The success of the first Newcastle Film & Comic Con took even the organisers by surprise as some people waited several hours to get into the Metro Radio Arena on Saturday.
Andrew Bowman, from Newton Aycliffe, County Durham, said he queued outside the venue for four hours with son Gary, aged nine, and daughter Laura, 13, who were both in fancy dress.
Once inside he queued again to secure the signature of Sylvester McCoy in an old Doctor Who annual which has become a prized autograph book.
“I’ve been to these events in London and there are never queues so I’m really tired now,” said the former owner of a comic bookshop in Durham.

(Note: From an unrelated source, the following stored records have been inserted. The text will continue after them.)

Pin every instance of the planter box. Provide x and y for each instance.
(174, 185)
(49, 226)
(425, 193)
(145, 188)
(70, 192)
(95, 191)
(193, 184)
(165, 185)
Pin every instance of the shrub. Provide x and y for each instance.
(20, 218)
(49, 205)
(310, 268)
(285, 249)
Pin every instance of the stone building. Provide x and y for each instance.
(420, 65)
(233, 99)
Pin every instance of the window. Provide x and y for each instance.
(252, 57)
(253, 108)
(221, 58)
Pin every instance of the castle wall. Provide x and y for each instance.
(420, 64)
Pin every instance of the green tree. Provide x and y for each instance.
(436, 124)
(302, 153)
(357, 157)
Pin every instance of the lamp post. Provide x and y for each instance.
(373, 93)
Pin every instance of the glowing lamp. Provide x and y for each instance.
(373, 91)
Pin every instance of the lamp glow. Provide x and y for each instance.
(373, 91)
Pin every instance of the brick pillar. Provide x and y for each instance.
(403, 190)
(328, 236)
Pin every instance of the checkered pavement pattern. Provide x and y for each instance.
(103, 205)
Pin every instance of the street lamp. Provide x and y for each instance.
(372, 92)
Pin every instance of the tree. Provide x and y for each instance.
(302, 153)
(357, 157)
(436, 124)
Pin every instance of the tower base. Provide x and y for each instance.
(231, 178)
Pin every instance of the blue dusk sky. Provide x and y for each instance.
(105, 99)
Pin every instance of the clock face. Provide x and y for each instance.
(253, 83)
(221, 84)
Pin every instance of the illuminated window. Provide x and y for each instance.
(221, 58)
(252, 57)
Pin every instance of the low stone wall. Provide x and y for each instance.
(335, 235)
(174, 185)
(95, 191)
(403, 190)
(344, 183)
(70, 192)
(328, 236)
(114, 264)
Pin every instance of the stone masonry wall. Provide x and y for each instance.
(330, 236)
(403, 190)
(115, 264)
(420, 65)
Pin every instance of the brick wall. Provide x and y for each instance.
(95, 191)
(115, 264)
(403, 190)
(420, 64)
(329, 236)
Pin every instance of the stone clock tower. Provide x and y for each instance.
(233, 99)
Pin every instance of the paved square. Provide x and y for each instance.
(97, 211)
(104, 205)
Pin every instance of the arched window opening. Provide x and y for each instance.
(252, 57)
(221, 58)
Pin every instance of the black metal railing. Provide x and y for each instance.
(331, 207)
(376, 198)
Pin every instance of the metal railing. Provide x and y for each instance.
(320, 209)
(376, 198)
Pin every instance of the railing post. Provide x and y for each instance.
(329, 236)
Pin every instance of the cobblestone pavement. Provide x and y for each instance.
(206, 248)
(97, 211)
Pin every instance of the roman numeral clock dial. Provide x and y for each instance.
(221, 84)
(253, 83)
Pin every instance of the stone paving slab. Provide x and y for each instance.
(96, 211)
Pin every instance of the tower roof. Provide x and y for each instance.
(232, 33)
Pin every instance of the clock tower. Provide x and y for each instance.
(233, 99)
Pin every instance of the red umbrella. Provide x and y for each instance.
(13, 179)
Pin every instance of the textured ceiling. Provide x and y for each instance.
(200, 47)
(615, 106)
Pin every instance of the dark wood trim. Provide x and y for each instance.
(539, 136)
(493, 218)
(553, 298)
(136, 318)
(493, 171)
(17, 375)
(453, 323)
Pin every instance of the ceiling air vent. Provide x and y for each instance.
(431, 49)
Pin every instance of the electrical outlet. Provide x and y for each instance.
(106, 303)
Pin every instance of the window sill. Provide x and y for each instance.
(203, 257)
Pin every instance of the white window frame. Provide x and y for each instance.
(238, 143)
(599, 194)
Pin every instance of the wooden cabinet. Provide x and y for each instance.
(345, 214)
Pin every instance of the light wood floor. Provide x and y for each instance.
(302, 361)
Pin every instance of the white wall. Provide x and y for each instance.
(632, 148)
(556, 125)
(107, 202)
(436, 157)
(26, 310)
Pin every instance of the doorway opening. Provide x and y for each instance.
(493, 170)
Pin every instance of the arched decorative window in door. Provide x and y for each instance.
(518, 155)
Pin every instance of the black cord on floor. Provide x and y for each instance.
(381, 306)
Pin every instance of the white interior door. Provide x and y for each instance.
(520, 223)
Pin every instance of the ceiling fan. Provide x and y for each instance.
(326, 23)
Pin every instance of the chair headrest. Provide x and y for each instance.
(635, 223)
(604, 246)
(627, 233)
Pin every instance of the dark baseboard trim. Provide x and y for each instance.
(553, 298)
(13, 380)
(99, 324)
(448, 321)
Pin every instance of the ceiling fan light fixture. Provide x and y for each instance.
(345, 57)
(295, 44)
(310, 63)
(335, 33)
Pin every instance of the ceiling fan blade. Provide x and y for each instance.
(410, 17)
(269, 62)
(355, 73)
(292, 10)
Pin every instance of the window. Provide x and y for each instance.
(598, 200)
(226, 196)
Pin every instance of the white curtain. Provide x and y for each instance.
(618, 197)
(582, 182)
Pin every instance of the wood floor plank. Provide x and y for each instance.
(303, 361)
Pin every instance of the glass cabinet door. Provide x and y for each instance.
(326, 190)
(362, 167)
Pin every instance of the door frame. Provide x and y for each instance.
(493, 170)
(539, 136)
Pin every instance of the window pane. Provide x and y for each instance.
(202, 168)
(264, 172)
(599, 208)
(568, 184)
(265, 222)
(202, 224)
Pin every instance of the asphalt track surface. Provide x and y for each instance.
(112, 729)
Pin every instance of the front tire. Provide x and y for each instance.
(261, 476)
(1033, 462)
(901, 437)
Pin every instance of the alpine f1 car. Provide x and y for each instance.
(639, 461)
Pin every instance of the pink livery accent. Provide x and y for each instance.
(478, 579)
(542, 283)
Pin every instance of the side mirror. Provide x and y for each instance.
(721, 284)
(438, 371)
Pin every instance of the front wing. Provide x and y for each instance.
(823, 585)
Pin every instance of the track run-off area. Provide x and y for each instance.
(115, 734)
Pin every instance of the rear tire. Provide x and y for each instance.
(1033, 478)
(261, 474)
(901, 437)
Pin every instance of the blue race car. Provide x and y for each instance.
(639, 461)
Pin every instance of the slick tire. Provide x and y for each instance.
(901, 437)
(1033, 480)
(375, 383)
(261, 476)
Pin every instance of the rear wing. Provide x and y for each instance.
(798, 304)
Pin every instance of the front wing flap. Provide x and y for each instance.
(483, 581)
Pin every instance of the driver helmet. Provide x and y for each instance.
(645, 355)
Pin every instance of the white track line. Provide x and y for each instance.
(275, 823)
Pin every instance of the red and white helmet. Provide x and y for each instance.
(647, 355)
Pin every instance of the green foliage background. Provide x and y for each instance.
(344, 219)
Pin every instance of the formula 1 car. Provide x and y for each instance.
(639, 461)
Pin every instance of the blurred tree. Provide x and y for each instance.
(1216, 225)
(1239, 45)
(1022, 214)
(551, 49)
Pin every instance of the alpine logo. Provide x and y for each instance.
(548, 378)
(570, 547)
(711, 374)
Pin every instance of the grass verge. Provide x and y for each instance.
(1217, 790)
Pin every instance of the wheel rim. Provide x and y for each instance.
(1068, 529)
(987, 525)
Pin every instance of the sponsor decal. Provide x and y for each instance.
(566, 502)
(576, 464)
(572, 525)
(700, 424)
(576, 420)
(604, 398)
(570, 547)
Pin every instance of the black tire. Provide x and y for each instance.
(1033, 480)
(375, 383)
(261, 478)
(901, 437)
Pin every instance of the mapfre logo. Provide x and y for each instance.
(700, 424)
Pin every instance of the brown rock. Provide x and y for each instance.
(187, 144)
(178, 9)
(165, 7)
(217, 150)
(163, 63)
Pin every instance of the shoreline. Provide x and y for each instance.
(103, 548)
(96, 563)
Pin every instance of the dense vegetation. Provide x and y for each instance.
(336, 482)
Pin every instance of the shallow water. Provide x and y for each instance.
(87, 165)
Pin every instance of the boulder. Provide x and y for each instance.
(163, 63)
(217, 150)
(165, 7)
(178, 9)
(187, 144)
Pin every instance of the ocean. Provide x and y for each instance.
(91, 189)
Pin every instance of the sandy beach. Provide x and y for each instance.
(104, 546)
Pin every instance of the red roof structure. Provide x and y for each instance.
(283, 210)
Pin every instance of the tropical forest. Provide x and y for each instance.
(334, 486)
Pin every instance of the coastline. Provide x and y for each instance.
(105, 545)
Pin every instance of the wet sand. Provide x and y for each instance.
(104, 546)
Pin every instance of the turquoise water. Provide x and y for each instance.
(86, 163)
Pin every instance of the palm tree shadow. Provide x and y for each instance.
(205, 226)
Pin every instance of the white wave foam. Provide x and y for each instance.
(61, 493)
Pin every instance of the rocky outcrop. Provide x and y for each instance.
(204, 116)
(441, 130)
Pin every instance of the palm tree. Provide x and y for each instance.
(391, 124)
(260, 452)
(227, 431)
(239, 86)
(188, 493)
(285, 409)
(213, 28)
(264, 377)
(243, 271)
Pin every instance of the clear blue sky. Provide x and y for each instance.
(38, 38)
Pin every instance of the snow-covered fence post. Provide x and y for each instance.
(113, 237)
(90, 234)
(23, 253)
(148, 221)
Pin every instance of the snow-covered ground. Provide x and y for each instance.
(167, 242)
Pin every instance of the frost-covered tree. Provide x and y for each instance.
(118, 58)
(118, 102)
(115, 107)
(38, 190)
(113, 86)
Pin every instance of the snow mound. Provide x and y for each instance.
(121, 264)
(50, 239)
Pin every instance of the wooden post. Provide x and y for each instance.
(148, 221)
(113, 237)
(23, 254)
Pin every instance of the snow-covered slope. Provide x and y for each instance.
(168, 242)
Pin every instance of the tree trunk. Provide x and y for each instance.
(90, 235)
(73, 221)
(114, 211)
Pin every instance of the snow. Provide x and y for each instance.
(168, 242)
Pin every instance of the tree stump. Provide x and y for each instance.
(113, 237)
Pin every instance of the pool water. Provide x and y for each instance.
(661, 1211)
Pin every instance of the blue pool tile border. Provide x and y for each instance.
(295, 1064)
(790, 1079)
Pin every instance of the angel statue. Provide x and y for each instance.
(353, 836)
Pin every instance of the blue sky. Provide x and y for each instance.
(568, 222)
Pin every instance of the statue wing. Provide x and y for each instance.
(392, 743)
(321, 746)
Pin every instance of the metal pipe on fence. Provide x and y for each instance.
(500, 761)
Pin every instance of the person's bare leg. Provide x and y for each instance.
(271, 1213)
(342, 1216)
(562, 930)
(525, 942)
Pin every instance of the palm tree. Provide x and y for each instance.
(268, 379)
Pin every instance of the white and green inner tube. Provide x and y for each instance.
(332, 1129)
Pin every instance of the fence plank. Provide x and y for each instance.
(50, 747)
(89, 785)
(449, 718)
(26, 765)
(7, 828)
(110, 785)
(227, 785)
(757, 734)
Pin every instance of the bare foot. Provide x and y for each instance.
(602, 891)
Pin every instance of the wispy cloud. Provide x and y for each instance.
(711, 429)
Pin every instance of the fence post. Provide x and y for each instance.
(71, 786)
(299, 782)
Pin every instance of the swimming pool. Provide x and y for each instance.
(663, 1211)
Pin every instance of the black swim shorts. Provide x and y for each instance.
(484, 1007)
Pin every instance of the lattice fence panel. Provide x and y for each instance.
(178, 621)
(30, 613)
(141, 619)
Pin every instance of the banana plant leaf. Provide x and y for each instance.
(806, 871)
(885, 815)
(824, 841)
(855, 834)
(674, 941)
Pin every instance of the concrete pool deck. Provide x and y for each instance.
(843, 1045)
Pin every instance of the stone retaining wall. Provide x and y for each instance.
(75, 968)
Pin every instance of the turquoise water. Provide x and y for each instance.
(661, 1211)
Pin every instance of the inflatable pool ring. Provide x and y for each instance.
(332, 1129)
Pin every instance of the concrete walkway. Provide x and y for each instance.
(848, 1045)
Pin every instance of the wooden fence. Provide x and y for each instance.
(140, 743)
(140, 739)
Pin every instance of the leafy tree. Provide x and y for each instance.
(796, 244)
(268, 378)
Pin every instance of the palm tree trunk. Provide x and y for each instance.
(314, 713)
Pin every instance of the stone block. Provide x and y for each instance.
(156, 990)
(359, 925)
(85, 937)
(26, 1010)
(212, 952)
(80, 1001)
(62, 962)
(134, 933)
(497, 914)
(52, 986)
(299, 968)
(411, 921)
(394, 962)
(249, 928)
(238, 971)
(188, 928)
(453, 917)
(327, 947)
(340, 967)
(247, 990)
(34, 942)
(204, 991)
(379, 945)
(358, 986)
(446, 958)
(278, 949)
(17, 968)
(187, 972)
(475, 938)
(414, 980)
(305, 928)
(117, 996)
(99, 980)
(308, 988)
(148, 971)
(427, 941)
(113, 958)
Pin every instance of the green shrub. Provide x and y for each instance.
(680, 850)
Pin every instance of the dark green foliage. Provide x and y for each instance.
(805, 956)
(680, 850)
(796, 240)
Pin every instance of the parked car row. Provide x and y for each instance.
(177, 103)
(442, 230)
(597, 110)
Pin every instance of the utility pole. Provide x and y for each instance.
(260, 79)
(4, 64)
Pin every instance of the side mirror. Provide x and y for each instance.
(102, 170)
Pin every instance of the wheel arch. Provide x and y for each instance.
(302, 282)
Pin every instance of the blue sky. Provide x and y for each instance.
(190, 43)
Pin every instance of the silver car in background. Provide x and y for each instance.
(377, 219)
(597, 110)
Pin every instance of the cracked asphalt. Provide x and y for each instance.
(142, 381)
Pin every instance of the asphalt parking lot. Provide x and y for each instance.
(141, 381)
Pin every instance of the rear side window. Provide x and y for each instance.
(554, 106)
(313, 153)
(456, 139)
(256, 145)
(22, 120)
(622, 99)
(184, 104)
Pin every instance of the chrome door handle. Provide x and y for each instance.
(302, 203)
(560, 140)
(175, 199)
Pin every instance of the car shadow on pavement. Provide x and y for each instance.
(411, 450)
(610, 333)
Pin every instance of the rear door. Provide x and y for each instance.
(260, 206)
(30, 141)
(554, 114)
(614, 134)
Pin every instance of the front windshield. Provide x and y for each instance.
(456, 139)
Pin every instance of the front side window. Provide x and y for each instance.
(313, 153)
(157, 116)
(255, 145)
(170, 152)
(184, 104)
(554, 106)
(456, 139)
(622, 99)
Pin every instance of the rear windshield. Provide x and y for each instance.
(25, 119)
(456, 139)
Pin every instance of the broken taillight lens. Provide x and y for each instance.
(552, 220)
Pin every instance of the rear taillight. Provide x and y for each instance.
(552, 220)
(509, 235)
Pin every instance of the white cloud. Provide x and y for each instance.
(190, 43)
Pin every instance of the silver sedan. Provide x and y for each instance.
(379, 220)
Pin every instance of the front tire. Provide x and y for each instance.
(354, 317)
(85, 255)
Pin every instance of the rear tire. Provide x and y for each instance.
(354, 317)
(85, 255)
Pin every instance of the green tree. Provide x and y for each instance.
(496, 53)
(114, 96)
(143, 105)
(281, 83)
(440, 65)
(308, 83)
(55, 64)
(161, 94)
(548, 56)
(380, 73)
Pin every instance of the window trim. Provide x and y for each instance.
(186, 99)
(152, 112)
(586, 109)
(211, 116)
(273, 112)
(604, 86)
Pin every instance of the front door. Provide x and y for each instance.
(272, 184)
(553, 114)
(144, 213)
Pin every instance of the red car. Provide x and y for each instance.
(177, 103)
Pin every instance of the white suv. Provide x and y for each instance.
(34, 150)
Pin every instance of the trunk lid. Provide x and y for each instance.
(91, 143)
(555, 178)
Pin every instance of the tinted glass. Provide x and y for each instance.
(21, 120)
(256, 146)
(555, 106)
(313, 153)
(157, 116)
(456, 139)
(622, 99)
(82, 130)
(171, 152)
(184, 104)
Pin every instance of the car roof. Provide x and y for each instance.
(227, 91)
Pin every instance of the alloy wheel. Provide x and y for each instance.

He wasn’t complaining. Like most of the thousands who flocked to the event, he seemed happy to be among like-minded people, many of them engaging in ‘cosplay’ – the name given to dressing up as your fantasy hero and heroine.
Mr Bowman pointed out the many Green Lanterns in the crowd, evidently all fans of an old DC Comics creation. The place was also crawling with David Tennants, who had arguably taken the easy option of simply wearing dark-framed spectacles and long brown coats to ape their favourite Doctor.
Two real-life Doctors were among the stars gathered to talk and sign autographs over the weekend. Sylvester McCoy was in demand both as the Doctor, from 1987-89, and as the wizard Radagast in Peter Jackson’s big-screen trilogy The Hobbit.
As people paid £15 for a signed photograph, he said: “It is hard work but I do enjoy these things because the fans enjoy a one-to-one and I like the Q and As (question and answer sessions) because for me it’s a bit of a stand-up comedy routine.”
Paul McGann, who became the eighth Doctor in a 1996 TV film, told his very knowledgeable audience: “I only ever shot 20 days as Doctor Who. That’s less than three weeks.”
Jill Ubdegrove, spokesman for Showmasters Ltd, which also runs similar events in London, Cardiff, Milton Keynes and Glasgow, said the Newcastle event would be repeated next year.
She estimated about 6,000 people attended on Saturday and about 5,000 yesterday when access to the venue had become more streamlined.
The queues had been due to “a mixture of things”, she said.
“But what you can’t control is how many people turn up on the day.
“With new events you have to say tickets will be available on the door but now we’ve got a feel for Newcastle we’ll be looking at this and working with the venue. We never make mistakes twice.”